# ASUS CM1630 power switch



## GraphicFunn (Feb 15, 2014)

I need to see a photo or drawing of the front of the ASUS CM1630 case with the front cover removed. The power switch in mine is lose and I need to make sure that I replace it correctly. If someone could share a picture or direct me to a service manual that has this shown I would really appreciate it.


----------



## Bill_Bright (Dec 17, 2004)

This should be much easier than it appears you fear it might be. 

Note the power switch is just a tiny "momentary" button switch with 2 wires that run to the motherboard. When you press the button, the 2 wires connect, looping a tiny signal voltage back to the board to start the boot (or shutdown) process. There are no dangerous voltages or complex connections to worry about. 

It is possible once you open the case, you will see that the switch is loose simply because the mounting prongs that are supposed to hold it in place are loose and just need a gentle shove to bend back in tight. 

If the button switch, or the mount is actually broken, this is really no big deal either because the reset switch should be exactly the same as the power switch so you can compare one to the other. The only difference between the two is the cap, the part seen from the front of the case, is typically smaller for the reset button, and the two wires run to two different pins on the motherboard (but in the same "Front panel header" - block of pins - as the power switch). 

So if you cannot just do a little careful bending of the switch mount to hold it secure, what many people do is just move the reset button wires to the two pins used by the power switch and use the reset button to power on and off from then on. There is no need to worry about + or - (polarity) of the wires. Just pull the two power switch wires (and tie them back some where - or cut off) and put the two wires from the reset button in their place. 

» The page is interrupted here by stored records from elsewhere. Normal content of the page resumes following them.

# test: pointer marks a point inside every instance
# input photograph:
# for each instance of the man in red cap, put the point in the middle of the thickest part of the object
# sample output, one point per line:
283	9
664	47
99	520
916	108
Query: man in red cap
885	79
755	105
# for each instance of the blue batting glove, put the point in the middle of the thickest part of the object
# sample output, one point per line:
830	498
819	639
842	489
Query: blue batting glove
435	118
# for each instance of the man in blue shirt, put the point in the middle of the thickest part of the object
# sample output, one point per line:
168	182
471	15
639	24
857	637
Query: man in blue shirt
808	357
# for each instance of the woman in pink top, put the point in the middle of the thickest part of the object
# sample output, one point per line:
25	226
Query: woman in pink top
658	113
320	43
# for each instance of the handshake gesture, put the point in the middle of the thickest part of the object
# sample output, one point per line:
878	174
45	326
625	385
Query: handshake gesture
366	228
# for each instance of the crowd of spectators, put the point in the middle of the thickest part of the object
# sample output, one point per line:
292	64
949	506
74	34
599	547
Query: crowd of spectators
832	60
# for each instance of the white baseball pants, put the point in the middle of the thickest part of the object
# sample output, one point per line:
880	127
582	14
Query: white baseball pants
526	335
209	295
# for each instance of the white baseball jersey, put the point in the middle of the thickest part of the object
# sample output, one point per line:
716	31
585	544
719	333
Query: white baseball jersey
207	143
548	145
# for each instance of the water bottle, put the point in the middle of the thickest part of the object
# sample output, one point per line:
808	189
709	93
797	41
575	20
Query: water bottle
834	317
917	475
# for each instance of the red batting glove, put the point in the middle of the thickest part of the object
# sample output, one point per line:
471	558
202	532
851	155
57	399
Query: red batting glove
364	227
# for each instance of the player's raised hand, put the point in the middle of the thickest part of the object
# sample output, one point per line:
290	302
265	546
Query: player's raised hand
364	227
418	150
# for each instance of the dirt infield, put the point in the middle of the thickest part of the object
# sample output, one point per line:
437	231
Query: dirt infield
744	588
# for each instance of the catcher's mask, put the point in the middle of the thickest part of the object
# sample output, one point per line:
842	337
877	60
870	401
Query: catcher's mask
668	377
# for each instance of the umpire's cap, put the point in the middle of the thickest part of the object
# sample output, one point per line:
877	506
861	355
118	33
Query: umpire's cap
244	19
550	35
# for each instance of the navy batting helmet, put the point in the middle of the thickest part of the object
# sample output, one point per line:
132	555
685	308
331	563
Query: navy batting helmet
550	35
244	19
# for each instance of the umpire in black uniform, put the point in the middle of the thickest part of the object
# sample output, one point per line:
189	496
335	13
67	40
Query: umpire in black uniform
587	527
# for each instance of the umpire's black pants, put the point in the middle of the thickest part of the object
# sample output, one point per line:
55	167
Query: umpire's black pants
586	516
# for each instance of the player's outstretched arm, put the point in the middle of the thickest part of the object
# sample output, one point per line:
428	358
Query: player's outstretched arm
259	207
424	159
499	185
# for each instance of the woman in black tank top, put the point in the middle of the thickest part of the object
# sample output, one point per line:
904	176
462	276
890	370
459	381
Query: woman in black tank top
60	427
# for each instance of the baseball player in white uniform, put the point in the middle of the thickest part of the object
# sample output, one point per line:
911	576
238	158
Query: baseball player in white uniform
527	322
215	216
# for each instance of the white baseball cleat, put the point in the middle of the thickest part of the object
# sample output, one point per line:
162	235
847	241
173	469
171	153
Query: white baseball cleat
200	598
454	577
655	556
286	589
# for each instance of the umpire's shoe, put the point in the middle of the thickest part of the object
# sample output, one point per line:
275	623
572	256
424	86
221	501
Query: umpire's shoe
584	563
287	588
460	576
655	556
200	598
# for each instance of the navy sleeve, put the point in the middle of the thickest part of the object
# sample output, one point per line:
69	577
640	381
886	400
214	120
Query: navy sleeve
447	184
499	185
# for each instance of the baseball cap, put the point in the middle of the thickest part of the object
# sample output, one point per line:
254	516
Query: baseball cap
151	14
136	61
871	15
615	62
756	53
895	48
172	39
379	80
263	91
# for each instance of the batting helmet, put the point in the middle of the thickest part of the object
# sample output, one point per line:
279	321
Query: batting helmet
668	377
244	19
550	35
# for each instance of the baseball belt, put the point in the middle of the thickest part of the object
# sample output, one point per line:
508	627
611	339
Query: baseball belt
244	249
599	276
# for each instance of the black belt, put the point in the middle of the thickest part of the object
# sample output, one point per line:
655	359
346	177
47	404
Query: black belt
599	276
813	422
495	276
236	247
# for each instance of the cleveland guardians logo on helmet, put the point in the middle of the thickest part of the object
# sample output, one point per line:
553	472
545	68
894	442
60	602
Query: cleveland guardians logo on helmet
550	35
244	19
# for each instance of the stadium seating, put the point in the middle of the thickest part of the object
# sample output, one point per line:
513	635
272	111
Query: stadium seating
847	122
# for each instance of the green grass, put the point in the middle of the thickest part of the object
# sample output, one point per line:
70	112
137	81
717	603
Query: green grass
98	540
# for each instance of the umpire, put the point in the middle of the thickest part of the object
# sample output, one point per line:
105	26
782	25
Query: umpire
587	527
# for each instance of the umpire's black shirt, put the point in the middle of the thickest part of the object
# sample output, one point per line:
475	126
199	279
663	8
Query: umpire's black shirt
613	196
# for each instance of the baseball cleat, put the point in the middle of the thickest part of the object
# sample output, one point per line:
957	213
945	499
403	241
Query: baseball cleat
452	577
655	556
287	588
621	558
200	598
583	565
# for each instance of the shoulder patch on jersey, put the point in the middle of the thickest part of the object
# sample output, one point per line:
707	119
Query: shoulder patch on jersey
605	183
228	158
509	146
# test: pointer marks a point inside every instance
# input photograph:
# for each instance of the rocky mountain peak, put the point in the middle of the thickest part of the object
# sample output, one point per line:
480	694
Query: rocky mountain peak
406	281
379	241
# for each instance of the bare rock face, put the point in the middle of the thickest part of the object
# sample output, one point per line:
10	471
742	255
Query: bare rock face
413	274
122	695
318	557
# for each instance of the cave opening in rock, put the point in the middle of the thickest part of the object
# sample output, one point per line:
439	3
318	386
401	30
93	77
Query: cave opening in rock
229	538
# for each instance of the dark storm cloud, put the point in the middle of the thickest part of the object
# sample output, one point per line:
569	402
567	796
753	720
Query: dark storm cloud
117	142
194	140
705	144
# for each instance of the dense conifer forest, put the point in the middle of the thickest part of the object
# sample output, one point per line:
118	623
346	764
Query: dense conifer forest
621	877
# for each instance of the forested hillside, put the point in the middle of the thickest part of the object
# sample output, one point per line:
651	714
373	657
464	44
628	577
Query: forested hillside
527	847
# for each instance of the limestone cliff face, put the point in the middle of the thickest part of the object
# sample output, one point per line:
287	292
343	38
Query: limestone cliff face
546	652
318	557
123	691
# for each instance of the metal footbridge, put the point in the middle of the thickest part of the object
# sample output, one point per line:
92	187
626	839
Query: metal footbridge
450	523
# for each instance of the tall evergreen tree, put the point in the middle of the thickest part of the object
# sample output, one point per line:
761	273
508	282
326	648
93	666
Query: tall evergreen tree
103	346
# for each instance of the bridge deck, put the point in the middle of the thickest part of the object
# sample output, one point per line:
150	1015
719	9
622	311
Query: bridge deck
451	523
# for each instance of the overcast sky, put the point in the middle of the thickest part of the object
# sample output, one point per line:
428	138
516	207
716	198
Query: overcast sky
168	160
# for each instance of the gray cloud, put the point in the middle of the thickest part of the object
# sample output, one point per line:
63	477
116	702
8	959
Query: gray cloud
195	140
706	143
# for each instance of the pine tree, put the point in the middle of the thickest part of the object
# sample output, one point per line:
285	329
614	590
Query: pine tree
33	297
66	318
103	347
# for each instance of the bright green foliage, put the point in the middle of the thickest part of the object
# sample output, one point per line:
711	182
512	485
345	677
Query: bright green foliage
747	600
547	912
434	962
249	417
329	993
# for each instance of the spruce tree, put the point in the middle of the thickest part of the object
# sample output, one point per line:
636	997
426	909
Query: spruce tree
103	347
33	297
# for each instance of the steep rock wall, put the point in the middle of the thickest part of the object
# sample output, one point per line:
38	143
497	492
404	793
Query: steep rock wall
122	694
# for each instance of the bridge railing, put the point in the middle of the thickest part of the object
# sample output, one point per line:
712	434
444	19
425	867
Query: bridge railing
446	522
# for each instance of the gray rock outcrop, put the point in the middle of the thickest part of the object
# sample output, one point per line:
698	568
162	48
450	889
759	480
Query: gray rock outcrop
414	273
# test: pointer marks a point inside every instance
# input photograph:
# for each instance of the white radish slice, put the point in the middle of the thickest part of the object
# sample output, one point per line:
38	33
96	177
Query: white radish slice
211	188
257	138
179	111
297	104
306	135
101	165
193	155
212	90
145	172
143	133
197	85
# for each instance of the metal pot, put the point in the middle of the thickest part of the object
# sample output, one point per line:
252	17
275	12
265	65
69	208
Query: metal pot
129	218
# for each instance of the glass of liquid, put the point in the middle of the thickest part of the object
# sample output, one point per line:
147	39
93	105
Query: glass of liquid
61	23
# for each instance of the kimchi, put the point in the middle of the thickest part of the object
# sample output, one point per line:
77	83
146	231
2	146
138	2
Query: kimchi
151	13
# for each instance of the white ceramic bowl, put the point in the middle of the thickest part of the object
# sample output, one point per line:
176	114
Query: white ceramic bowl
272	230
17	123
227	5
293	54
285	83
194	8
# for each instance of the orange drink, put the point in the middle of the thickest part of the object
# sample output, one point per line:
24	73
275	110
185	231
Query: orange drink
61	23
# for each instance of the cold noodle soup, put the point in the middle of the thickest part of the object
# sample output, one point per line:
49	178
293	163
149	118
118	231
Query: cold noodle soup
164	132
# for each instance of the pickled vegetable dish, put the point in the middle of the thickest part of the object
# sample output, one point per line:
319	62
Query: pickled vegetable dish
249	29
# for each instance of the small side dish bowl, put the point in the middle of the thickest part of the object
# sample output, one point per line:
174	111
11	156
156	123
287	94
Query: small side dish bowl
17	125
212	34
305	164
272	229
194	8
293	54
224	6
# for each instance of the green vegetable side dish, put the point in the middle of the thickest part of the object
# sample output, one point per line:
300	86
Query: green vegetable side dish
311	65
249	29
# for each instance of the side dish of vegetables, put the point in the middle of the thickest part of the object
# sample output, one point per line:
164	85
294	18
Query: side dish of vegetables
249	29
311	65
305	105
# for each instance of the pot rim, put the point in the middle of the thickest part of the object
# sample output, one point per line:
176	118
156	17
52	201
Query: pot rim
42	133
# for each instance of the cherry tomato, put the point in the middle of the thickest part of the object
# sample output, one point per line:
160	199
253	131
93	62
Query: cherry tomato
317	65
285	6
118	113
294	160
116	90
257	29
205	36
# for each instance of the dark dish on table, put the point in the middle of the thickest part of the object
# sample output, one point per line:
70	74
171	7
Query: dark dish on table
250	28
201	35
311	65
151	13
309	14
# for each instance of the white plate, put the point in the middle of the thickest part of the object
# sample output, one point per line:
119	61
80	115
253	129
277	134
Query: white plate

The only thing to worry about is remembering to unplug the computer from the wall, then touching bare metal of the case interior before reaching in to discharge any static build-up in your body.


----------



## GraphicFunn (Feb 15, 2014)

Thanks Bill. After some trial and error I was able to get it all back together. Unfortunately the button does not always start the system unless you wiggle it which I guess explains why it was lose.


----------



## Bill_Bright (Dec 17, 2004)

Not sure I understand. Did you swap buttons?


----------



## GraphicFunn (Feb 15, 2014)

No I did not replace the power switch. I could not find one. So I just reattached the two side covers but left the front cover off so that I can get to the button directly after I got it back in its slot. I am not sure if the problem is with the button itself or the plastic pusher on the front cover but with the cover off I can push or slightly wiggle the button to get it to power on. Pushing the plastic bar on the front cover either did not make enough contact with the button or the button has a slight problem which requires you wiggle it sometimes when starting the system.


----------



## Bill_Bright (Dec 17, 2004)

I did not say "replace" the switch. I said "swap" it with the reset button/switch by moving the wires going to the motherboard.


----------



## GraphicFunn (Feb 15, 2014)

Sorry I misunderstood what you were asking. Thanks for the clarification. I will try your suggestion.


----------